I have been told that France has a very high rate of income tax on earning and pension in France. In the Algarve, especial Eastern Algarve, the French are retiring there in droves and buying property, so are the Swedish, in order to take advantage of the 10 year tax free status.  The Swedish Statsminister is unhappy and wanting to change the tax laws in Sweden so pension is taxed at source and not taxed at the zero rate in Portugal, but nothing has changed yet.


----------



## Gordon Gekko (19 Nov 2019)

It tends not to be that simple. If you’re in the EU, there has to be free movement of people and capital.

And pensions are dealt with in tax treaties which have been agreed between countries and which override domestic legislation.


----------



## Slim (19 Nov 2019)

It seems to be answered in this page from Revenue...https://www.revenue.ie/en/life-events-and-personal-circumstances/moving-to-or-from-ireland/leaving-ireland/if-you-have-retired-and-are-moving-abroad.aspx

Basically:
*Private sector Irish occupational pension*
You may be receiving an Irish occupational pension from a private sector employer. If so, your pension will be taxed in the country that you are tax resident in if you are both:

non-resident in Ireland for tax purposes
resident in a country which has a Double Taxation Agreement with Ireland.
You can request a [broken link removed] which would result in no Irish tax being deducted.
You may be resident in a country with which Ireland does not have a Double Taxation Agreement. If so, your pension will continue to be taxed in Ireland.
*Irish public sector pension*
You may be receiving an Irish pension from the Government or a local authority. In general, this pension is taxed in Ireland regardless of your residence status. Refer to the Government Services article of the Double Taxation Agreement between Ireland and the country you intend to be resident in.
*Approved Retirement Fund (ARF) and vested Personal Retirement Savings Accounts (PRSA)*
ARFs and vested PRSAs are post-retirement investment funds. If you withdraw money from either, you will be charged tax at source regardless of your residence status. PAYE exclusion orders are not issued in respect of these funds.
*Irish State Pensions and foreign State Pensions*
Irish State Pensions and foreign State Pensions are taxed by the country that you are resident in.


----------



## mtk (20 Nov 2019)

Slim said:


> *Approved Retirement Fund (ARF) and vested Personal Retirement Savings Accounts (PRSA)*
> ARFs and vested PRSAs are post-retirement investment funds. If you withdraw money from either, you will be charged tax at source regardless of your residence status. PAYE exclusion orders are not issued in respect of these funds.
> *I*



Wondering Slim how is it taxed if non resident ?
all as paye  like if resident
or gains taxed as income
or something else?


----------



## SlurrySlump (20 Nov 2019)

How long does a person have to stay out of Ireland and move to Portugal to be a non resident?

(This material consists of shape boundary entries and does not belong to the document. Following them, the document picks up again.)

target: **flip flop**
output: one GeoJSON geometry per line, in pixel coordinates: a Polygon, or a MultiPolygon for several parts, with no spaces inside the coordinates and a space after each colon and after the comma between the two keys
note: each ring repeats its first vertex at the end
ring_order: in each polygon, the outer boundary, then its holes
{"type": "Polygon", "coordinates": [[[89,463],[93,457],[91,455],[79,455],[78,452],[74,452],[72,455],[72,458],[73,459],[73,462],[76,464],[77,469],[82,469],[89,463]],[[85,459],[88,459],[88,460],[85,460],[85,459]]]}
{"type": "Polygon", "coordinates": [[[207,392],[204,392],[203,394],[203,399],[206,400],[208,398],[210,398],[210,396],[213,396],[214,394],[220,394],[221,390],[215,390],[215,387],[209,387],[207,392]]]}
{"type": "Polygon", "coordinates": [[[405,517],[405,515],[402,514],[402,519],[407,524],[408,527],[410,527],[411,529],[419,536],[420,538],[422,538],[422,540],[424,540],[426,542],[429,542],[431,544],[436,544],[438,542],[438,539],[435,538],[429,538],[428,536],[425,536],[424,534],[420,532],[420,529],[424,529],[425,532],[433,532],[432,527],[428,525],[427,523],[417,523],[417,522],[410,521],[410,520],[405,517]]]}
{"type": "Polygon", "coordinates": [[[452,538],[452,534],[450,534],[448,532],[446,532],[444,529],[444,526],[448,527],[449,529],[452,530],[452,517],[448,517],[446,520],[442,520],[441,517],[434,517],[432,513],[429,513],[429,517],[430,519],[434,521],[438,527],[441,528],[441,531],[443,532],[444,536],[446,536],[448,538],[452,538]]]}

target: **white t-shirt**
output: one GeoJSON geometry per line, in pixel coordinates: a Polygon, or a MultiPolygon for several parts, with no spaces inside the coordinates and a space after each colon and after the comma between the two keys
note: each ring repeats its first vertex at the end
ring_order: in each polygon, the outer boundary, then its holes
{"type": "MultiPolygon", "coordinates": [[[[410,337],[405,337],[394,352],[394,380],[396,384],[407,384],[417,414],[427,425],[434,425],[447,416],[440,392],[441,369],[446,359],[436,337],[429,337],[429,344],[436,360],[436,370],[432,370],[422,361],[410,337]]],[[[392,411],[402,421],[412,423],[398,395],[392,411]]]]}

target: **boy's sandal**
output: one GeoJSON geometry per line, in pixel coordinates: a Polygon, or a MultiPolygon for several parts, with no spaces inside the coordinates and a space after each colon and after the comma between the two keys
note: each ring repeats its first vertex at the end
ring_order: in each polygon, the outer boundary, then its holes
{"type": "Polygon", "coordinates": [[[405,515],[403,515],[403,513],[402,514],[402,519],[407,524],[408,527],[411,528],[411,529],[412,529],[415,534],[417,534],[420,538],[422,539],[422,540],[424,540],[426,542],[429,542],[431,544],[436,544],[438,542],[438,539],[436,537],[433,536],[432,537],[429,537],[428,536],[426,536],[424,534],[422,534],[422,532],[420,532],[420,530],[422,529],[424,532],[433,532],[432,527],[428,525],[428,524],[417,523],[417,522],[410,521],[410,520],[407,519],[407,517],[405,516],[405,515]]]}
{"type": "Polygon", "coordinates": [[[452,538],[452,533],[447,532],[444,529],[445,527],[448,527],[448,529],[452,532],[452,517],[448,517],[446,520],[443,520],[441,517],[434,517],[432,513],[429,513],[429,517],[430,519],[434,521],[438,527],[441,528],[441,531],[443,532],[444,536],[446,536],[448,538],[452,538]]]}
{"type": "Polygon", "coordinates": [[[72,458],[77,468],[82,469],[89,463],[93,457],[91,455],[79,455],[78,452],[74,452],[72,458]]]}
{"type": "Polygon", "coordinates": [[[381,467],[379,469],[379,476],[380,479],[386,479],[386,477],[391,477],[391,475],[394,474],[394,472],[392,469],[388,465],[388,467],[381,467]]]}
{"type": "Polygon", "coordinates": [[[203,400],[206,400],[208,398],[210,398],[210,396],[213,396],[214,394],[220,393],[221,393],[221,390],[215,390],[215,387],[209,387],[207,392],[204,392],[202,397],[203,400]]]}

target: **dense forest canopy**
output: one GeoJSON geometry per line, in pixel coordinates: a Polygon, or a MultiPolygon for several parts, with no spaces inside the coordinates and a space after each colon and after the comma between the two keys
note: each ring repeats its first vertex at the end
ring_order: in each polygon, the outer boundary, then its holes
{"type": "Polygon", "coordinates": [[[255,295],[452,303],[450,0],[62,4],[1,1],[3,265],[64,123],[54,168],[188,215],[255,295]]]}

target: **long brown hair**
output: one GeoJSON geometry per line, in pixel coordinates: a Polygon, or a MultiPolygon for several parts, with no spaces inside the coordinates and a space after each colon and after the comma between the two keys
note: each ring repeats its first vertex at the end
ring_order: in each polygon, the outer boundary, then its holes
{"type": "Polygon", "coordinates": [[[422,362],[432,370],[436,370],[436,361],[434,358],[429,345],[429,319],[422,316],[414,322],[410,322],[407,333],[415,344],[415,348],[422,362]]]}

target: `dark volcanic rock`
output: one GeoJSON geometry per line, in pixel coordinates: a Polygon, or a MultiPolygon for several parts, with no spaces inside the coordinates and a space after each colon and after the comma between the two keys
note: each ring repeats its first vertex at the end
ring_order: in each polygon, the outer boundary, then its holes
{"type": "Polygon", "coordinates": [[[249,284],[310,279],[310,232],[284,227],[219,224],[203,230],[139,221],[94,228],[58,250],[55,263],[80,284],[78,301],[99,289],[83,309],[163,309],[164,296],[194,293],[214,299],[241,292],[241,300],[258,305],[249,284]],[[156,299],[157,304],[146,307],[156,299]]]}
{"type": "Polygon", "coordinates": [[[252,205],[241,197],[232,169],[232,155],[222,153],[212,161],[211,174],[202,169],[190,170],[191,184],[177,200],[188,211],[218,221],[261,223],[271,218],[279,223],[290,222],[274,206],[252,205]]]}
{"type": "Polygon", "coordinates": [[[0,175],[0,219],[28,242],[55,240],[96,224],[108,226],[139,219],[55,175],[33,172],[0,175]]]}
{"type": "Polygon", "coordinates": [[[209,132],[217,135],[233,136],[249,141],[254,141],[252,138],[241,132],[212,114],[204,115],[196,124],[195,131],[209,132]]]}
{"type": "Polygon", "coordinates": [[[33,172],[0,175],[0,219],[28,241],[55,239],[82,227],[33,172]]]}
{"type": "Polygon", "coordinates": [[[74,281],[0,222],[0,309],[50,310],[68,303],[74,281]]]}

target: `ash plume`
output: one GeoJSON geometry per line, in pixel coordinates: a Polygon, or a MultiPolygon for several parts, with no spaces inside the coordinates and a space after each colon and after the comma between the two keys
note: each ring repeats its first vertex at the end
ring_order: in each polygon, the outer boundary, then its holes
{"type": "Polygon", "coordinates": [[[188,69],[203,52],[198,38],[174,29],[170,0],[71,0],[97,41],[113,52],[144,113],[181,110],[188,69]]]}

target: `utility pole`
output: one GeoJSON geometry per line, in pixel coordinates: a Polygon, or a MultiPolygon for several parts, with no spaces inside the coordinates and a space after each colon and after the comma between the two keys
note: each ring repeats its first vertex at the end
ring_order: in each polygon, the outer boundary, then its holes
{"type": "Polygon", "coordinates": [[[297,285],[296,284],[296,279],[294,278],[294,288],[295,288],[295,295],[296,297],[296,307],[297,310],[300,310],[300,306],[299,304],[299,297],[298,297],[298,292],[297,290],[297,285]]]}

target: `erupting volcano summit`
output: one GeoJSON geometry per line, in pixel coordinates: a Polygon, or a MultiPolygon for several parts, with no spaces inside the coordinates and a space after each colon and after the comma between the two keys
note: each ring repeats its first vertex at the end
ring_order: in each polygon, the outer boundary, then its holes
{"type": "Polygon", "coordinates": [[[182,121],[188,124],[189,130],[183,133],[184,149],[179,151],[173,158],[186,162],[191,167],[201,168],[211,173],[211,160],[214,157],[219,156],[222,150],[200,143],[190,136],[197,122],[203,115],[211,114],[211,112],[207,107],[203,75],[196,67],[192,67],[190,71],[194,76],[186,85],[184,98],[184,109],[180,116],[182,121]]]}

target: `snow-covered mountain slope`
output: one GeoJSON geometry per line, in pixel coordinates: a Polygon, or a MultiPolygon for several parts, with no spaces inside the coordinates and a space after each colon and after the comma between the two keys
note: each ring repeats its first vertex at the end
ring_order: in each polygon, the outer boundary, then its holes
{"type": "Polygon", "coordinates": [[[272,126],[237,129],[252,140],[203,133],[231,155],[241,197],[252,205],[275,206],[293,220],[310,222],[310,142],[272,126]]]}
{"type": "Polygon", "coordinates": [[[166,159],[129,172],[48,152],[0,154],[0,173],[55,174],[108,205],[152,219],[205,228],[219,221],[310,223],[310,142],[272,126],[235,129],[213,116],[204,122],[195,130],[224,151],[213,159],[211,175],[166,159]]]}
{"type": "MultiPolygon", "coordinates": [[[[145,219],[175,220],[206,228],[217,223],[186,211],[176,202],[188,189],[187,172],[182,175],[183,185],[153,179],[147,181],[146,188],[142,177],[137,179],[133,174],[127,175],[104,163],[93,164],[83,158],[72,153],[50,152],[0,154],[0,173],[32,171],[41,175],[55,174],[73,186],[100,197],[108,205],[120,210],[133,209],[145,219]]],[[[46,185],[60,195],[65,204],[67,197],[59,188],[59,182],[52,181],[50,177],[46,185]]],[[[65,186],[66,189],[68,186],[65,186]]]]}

Can you own a property in both countries but maybe spend 7 months of the year in Portugal.


----------



## Slim (20 Nov 2019)

mtk said:


> Wondering Slim how is it taxed if non resident ?
> all as paye  like if resident
> or gains taxed as income
> or something else?


Sorry, I don't know that.


----------



## Conan (20 Nov 2019)

Drawdowns from ARFs and PRSAs are taxed at source irrespective of tax residence. So cannot benefit from Portuguese tax treatment. Only pensions coming from Occupational Pension (excluding Public Service Pensions) can benefit from the 20 year tax deal in Portugal.


----------